También es cierto que la Providencia dispone en ocasiones la vida de algunos cristianos de tal modo que no cristalizan ni en uno ni en otro estado, sino que participan de ellos en una forma mixta. Pues bien, así realizada, la vida del soltero puede ser –y no pocas veces lo es– altamente plena, santificante y fecunda, cuando la persona realiza la total entrega de sí misma a Dios y al prójimo en formas diversas. El cristiano, entonces, se desarrolla del todo, pues se entrega en caridad sincera y establemente, no eventual y caprichosamente. Cuando el cristiano hace así la entrega de sí mismo, se vincula a Cristo y al prójimo en modos análogos al del matrimonio o al de la virginidad. Por tanto, ya no realiza el tipo de soltero, peyorativamente entendido como solutus, el que está suelto, el que no se debe a nadie, ni se compromete con ninguno.

* * *

–Los valores del celibato evangélico son inmensos. La virginidad es un misterio de gracia, una forma de vida que no viene del Génesis, sino del Evangelio, como ya indiqué; es una situación que en la vida temporal anticipa la vida celestial, y que implica dedicación a Cristo, consagración a la Iglesia, pobreza y renuncia, contemplación y apostolado.

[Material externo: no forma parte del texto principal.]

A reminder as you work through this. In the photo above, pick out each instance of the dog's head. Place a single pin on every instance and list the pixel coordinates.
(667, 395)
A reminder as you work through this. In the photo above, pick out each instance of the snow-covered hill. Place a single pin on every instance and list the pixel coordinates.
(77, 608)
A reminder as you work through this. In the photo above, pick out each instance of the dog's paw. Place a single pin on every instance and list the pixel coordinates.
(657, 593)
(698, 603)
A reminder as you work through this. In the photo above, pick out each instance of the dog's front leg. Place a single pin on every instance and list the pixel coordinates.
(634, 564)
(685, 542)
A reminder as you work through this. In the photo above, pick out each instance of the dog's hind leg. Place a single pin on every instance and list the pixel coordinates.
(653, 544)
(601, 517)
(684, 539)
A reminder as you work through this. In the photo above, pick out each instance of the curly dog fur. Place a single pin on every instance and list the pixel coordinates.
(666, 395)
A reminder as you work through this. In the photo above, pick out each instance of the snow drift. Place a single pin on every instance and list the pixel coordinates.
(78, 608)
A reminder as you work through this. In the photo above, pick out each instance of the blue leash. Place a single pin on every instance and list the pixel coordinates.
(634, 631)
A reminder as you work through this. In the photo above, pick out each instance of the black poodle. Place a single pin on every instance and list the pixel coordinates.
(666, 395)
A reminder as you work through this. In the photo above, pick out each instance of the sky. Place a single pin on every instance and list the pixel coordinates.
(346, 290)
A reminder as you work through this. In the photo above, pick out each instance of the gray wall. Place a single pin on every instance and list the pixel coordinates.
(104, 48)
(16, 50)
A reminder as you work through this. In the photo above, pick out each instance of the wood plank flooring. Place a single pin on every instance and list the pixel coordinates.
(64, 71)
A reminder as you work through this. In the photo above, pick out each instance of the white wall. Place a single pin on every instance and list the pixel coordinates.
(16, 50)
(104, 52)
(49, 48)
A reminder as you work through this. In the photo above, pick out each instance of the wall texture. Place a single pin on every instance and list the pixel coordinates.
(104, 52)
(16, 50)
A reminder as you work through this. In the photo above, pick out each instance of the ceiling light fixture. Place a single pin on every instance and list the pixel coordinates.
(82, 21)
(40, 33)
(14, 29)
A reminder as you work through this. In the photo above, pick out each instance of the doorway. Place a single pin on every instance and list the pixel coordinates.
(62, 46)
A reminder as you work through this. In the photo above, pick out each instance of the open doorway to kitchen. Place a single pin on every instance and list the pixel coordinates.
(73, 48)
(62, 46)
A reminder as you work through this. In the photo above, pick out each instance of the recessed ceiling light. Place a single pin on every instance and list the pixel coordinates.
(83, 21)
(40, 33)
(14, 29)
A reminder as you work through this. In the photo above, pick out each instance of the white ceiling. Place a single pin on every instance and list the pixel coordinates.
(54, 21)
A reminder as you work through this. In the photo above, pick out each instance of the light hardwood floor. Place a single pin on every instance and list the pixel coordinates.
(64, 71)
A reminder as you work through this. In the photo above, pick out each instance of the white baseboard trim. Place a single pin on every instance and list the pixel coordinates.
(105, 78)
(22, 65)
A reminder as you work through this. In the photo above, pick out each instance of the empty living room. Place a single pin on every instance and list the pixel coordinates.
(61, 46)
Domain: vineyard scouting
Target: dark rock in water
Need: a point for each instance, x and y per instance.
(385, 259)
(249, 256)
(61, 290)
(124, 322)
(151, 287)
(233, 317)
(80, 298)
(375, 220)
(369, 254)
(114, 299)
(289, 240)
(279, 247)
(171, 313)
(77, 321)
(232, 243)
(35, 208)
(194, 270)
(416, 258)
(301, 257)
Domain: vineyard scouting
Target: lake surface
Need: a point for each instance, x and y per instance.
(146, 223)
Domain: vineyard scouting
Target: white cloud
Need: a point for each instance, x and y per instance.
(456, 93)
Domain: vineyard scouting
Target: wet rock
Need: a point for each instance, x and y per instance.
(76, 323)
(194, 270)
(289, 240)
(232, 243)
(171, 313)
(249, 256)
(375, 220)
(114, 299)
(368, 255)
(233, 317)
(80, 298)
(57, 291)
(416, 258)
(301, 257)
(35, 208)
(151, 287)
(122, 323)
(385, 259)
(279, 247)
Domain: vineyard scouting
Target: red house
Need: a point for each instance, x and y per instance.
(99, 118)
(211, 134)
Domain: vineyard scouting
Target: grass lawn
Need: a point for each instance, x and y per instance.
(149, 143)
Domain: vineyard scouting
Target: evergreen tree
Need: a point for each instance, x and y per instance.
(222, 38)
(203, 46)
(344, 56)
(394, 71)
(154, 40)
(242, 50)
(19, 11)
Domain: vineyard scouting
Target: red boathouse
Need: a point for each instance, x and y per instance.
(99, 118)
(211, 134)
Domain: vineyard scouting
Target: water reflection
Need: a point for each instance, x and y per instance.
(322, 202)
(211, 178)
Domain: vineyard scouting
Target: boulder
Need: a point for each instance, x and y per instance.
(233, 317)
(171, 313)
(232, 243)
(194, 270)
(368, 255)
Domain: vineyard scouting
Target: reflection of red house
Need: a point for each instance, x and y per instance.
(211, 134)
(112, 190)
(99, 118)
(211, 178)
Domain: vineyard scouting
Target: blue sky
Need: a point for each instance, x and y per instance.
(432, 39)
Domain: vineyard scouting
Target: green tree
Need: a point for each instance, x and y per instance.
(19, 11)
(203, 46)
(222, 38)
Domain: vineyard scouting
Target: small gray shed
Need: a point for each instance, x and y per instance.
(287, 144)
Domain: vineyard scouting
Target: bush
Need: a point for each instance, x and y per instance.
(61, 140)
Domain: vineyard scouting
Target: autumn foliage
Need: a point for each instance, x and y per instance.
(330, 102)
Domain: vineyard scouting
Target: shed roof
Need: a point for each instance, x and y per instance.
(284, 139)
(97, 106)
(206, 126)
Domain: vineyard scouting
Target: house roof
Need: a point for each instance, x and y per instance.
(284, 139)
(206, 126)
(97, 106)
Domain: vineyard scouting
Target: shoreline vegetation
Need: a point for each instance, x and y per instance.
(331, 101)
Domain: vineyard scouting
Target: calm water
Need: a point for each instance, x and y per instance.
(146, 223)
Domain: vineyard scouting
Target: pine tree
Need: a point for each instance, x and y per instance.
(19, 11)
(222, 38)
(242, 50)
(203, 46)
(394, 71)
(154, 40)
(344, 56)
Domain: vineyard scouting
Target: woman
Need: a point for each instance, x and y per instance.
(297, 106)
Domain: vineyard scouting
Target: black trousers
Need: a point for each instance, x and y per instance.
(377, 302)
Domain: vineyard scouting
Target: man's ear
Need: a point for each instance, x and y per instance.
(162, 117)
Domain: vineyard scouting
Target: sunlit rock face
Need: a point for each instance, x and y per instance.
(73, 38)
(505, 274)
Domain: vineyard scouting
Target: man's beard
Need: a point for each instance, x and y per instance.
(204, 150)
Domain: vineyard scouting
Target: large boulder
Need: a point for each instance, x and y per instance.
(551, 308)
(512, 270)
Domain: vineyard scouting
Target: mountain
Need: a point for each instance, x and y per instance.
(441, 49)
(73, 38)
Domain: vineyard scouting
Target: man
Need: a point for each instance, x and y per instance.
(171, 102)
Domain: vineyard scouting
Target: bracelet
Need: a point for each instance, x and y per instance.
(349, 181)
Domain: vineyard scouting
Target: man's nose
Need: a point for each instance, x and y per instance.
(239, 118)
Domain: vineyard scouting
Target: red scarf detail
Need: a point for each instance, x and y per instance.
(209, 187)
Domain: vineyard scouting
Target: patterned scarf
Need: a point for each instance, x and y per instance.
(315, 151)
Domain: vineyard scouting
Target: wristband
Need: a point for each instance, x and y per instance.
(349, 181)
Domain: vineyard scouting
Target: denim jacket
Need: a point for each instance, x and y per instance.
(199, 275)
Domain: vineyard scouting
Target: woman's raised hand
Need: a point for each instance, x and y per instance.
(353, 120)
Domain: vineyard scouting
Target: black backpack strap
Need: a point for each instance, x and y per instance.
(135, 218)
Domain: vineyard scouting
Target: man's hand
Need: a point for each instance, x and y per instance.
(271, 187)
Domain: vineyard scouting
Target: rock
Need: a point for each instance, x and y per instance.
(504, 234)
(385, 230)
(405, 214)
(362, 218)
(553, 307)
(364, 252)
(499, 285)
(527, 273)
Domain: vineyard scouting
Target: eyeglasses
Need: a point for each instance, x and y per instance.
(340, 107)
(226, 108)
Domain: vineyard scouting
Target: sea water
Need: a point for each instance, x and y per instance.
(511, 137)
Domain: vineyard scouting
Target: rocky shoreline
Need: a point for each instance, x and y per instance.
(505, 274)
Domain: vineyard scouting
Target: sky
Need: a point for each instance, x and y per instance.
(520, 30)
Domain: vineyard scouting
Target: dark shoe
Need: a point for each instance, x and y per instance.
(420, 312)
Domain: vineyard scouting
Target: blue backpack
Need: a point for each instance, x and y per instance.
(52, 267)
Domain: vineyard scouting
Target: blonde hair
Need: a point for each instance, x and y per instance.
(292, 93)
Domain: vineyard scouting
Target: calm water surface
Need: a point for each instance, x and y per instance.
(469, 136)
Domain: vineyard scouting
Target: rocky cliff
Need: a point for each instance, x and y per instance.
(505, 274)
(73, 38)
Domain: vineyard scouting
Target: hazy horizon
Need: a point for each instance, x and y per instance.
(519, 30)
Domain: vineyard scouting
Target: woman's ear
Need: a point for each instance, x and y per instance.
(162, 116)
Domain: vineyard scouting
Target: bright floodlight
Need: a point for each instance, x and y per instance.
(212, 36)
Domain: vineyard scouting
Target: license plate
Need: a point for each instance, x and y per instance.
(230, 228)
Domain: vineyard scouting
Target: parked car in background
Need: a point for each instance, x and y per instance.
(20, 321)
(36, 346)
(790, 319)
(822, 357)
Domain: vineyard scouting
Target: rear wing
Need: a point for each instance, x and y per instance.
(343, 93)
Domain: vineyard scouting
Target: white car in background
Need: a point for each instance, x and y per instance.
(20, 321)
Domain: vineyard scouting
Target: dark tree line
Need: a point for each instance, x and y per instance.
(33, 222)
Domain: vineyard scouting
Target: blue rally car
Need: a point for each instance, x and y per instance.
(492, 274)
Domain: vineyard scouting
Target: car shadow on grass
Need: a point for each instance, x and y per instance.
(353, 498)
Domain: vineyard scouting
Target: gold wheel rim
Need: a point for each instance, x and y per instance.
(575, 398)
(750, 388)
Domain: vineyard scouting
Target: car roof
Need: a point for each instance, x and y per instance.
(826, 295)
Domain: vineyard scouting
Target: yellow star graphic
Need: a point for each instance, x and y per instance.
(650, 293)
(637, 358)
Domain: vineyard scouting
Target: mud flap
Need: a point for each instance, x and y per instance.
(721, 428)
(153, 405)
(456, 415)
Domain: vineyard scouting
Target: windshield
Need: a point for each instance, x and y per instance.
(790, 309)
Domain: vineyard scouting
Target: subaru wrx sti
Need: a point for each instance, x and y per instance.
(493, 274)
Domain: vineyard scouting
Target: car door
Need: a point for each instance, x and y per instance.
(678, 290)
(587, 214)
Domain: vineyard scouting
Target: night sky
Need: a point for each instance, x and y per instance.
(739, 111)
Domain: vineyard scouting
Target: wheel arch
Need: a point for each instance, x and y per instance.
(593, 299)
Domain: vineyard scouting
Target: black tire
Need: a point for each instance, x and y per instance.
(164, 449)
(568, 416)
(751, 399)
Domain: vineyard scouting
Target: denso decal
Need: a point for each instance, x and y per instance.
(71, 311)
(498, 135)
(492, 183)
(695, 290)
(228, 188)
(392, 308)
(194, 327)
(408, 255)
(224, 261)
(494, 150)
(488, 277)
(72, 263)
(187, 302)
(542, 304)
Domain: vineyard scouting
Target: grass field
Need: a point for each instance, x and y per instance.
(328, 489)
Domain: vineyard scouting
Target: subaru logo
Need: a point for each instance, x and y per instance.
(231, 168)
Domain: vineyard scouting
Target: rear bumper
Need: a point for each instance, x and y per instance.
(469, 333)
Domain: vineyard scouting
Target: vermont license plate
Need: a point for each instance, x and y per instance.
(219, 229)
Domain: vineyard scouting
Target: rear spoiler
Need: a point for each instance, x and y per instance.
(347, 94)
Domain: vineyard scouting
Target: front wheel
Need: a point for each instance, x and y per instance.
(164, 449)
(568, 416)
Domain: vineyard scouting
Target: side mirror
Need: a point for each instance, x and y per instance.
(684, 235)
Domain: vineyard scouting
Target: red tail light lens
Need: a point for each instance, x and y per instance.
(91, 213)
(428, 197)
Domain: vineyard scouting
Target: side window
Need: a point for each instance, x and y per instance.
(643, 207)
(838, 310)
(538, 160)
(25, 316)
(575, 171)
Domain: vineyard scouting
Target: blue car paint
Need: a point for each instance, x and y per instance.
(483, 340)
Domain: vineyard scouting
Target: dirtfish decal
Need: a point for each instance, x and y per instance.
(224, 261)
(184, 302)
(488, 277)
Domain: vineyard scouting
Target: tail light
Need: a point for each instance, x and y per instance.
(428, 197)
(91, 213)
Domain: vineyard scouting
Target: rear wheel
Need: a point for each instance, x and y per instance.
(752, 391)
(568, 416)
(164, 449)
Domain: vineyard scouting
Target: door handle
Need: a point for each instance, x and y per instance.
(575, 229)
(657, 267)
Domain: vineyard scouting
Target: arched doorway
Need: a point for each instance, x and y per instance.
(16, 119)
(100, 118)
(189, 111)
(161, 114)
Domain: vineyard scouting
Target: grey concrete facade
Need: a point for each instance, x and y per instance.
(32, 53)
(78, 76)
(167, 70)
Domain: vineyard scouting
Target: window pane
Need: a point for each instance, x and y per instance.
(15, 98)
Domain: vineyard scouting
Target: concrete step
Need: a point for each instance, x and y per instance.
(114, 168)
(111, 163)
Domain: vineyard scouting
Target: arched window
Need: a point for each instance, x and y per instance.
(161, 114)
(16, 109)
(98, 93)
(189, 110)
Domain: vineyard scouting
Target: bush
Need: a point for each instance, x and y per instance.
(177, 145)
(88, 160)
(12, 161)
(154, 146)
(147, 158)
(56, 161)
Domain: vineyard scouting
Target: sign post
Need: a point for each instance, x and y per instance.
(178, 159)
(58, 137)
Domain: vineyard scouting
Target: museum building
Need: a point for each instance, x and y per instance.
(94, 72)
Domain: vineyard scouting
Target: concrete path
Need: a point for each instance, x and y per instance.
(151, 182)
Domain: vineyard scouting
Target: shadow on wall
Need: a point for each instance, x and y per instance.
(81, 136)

–El celibato es una forma de pobreza: es no teneresposa, hijos, hogar, donde reclinar la cabeza (Lc 9,58). El celibato, siendo pobreza, participa de todos los valores de la pobreza evangélica. El celibato no es tener mujer, hijos y campos «como si no se tuvieran» (1Cor 7,29-31). Es no tener esos bienes, para tener más al Señor: «el Señor es el lote de mi heredad y mi copa, me ha tocado un lote hermoso, me encanta mi heredad» (Sal 15,5-6). En este salmo encuadra San Jerónimo, por ejemplo, la condición del clero cristiano, que viene expresada en su misma etimología («kleros, en griego; sors en latín»): «El que posee al Señor, y dice con el profeta «el Señor es mi parte», nada debe poseer aparte del Señor. Pues si uno poseyera algo además del Señor, ya el Señor no sería su heredad» (ML 22,531).

–El celibato es amor total a Jesucristo, que permite «unirse más al Señor, libres de impedimentos» (1Cor 7,35). Es, pues, enamoramiento de Cristo Esposo, que debe excluir toda fuga afectiva y toda compensación ilícita. La unión virginal con Cristo Esposo es tan perfecta, que a su imagen debe ser la unión conyugal del matrimonio cristiano (Ef 5,22-33). Sin embargo, como ya he dicho, conocemos más el amor conyugal que el amor virginal, más misterioso, y por eso iluminamos éste con analogías tomadas de aquél.

Como la esposa enamorada se alegra en su esposo, la virgen cristiana ha de alegrarse siempre en el Señor (Flp 4,4). «Los santos Padres exhortan a las vírgenes a que amen a su divino Esposo con más afecto aún que amarían a su propio marido, si estuvieran unidas en matrimonio; y les aconsejan también que se sometan a Su voluntad siempre, y tanto en el pensamiento como en el obrar» (Sacra virg. 7).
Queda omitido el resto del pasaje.